More fun in the sun video's...

Kimber Raptor II at 7 yards... camera on tripod, I think I might have posted this before, but this is about at 75% speed... I miss a few times at 100% for reference. Shoot slow until you are perfect, shoot at 50-75% until you are great, shoot at 100% to humble yourself!



Kimber Raptor II at 7 yards Profile to show that controlling a .45 in rapid fire is about timing and recoil control, not pulling the trigger as fast as you can... (you can actually pull the trigger faster, but they go all over the place) This was into a paper plate and all were within 10". (Sorry, wifeoid was on camera this day and stopped video before moving to target, but I swear on my life it was on the plate)

Sloppy reload, but those happen in real life too, didn't have mag holder so I did it from the belt. Also, I know many schools of thought say to rotate the pistol in the hand to drop the slide, but I do it with the off hand and maintain the shooting grip on the pistol.

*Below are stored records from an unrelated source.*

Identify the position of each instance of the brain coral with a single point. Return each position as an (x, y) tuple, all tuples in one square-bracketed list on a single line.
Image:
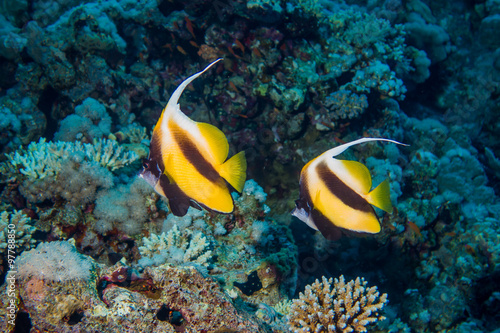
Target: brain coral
[(338, 307)]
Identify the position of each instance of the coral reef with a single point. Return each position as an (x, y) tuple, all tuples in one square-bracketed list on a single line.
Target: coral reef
[(175, 248), (336, 306), (163, 299), (83, 83)]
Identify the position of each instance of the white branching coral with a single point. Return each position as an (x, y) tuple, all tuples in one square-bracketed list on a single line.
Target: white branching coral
[(335, 306), (175, 247), (15, 229), (44, 159), (109, 154)]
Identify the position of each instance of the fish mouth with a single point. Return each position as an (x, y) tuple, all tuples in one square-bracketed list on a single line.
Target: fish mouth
[(149, 177)]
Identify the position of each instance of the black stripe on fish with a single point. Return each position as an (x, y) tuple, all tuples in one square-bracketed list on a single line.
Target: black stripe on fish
[(329, 230), (192, 154), (155, 152), (342, 191), (178, 201)]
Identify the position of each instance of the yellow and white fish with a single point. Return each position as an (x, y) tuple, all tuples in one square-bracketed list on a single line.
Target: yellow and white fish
[(187, 161), (335, 194)]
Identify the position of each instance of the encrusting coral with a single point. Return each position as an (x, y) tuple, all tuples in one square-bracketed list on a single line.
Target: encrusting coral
[(335, 306)]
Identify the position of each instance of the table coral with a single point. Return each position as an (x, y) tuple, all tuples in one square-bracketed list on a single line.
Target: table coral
[(335, 306)]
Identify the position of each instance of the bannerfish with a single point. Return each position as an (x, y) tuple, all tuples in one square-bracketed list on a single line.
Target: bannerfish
[(335, 194), (187, 161)]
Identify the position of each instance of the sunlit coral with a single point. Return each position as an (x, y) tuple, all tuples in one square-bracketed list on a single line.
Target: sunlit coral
[(335, 306)]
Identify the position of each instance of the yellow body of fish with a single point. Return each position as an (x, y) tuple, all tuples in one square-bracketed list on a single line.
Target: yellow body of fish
[(187, 161)]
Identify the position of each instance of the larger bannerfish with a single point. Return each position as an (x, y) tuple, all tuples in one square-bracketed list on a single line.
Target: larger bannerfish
[(187, 161), (335, 194)]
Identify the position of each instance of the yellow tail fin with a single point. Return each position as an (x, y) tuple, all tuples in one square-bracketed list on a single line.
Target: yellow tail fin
[(380, 196), (234, 171)]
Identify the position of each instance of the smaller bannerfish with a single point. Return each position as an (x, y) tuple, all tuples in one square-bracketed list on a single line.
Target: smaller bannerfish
[(187, 161), (335, 194)]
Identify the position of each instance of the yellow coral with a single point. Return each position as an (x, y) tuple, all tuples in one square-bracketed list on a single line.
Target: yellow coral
[(338, 307)]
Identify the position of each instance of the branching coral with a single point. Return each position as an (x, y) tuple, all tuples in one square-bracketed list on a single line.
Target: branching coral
[(176, 247), (20, 223), (45, 159), (335, 306)]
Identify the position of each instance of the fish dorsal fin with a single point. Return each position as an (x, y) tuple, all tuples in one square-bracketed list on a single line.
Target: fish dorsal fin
[(216, 141), (381, 196), (234, 171), (355, 175), (340, 149), (173, 103)]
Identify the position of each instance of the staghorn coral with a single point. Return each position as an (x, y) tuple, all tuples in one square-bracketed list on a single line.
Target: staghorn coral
[(176, 248), (20, 223), (338, 307), (45, 159)]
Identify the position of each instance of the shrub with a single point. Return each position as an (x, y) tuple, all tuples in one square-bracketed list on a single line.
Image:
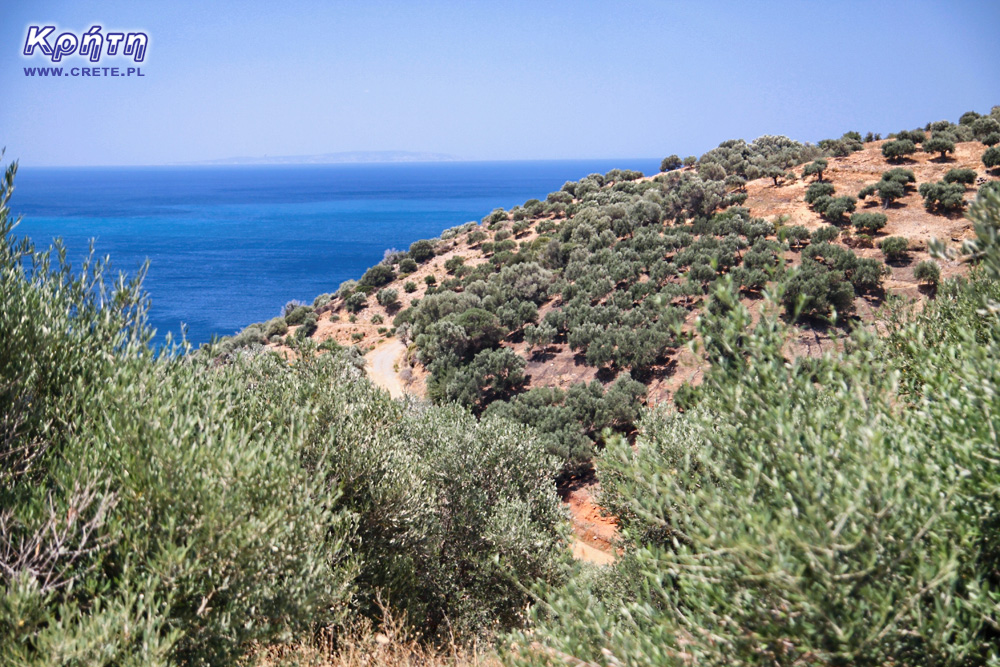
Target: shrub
[(940, 145), (835, 208), (498, 215), (346, 288), (965, 176), (307, 327), (915, 136), (814, 290), (297, 315), (824, 234), (378, 275), (670, 163), (387, 297), (991, 157), (818, 190), (985, 126), (941, 195), (795, 235), (771, 495), (868, 274), (421, 251), (869, 222), (927, 272), (816, 167), (142, 511), (896, 150), (894, 247), (356, 302), (275, 327)]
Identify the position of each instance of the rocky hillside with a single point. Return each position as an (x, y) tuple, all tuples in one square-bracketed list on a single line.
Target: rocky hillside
[(580, 308)]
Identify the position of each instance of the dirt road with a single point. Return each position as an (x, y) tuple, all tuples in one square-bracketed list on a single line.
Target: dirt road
[(382, 364)]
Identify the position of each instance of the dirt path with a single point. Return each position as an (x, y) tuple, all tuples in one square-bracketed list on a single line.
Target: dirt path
[(594, 533), (382, 364)]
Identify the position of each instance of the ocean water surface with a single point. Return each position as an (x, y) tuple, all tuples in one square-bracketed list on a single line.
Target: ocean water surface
[(228, 246)]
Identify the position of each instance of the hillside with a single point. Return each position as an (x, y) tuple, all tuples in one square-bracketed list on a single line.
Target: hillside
[(585, 306), (571, 314), (822, 491), (559, 365)]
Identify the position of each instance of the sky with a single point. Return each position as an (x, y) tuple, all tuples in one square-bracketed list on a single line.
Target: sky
[(489, 80)]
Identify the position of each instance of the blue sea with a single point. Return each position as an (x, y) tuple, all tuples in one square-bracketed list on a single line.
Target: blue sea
[(231, 245)]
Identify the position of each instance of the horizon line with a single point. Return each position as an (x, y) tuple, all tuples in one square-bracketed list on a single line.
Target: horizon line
[(214, 163)]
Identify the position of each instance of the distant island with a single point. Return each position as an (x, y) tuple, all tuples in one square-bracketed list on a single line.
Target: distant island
[(349, 157)]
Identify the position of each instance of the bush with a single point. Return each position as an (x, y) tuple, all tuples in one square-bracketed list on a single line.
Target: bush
[(835, 208), (346, 288), (927, 272), (965, 176), (894, 247), (297, 315), (896, 150), (818, 190), (387, 298), (814, 290), (991, 157), (940, 145), (816, 167), (142, 510), (670, 163), (307, 327), (378, 275), (421, 251), (824, 234), (759, 528), (454, 264), (869, 222), (356, 302), (277, 326), (943, 196)]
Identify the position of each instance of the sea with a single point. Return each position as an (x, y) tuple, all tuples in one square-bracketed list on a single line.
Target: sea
[(231, 245)]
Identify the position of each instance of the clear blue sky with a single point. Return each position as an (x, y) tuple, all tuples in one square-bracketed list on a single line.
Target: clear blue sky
[(492, 80)]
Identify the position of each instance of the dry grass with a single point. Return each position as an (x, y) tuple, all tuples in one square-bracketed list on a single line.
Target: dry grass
[(391, 645)]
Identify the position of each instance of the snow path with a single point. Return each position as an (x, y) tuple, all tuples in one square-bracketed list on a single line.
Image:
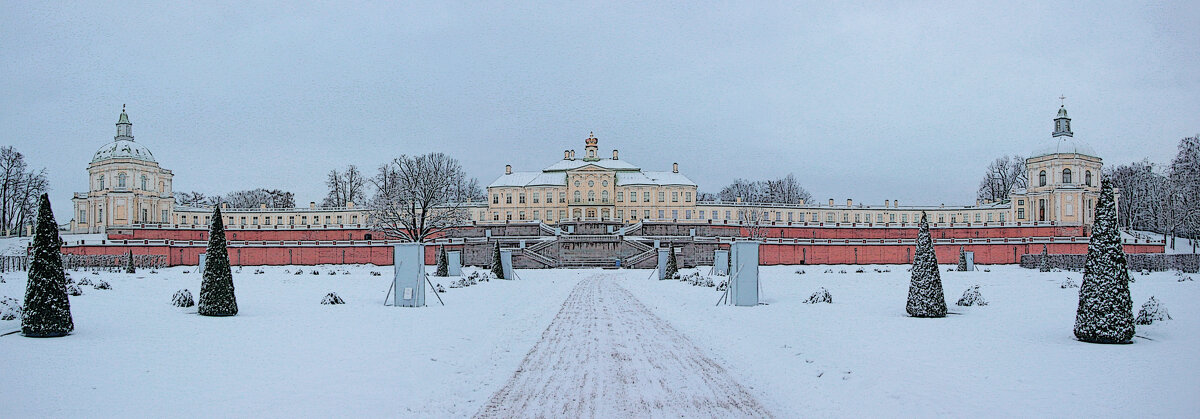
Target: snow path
[(606, 355)]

Again, I only post these video's to show what is possible with practice, and lots of it. By no means am I the fastest, but I hope to be thru consistent, safe, consistent, repeated, consistent practice... I may have said consistent one or two many times.

Shoot slow first, learn the basics, then work it up in percentages... you'll get to where you can hit 95% at 100% speed in a few years.

Shoot safe!

Zhur


----------



## Mike Barham (Mar 30, 2006)

You might try bringing the pistol in closer on the reload. The closer it is to your body, the more dexterity you have and the less likely you are to fumble. Try indexing your elbow against the side of your torso, with the gun just below eye level so you can monitor the reload in your peripheral vision. The gun shouldn't be more than 12" from your body.


----------



## zhurdan (Mar 21, 2008)

Thanks Mike. Gonna have to try that. Usually a bit smoother than that, but again, video tells all. Again, I had hair in the 2nd video, so it was a while back.

Getting that reload in close makes a lot of sense though, I guess that's why they tell you to keep your elbow in when golfing too. (Just taking up golf, man there's a lot to learn)

Zhur


----------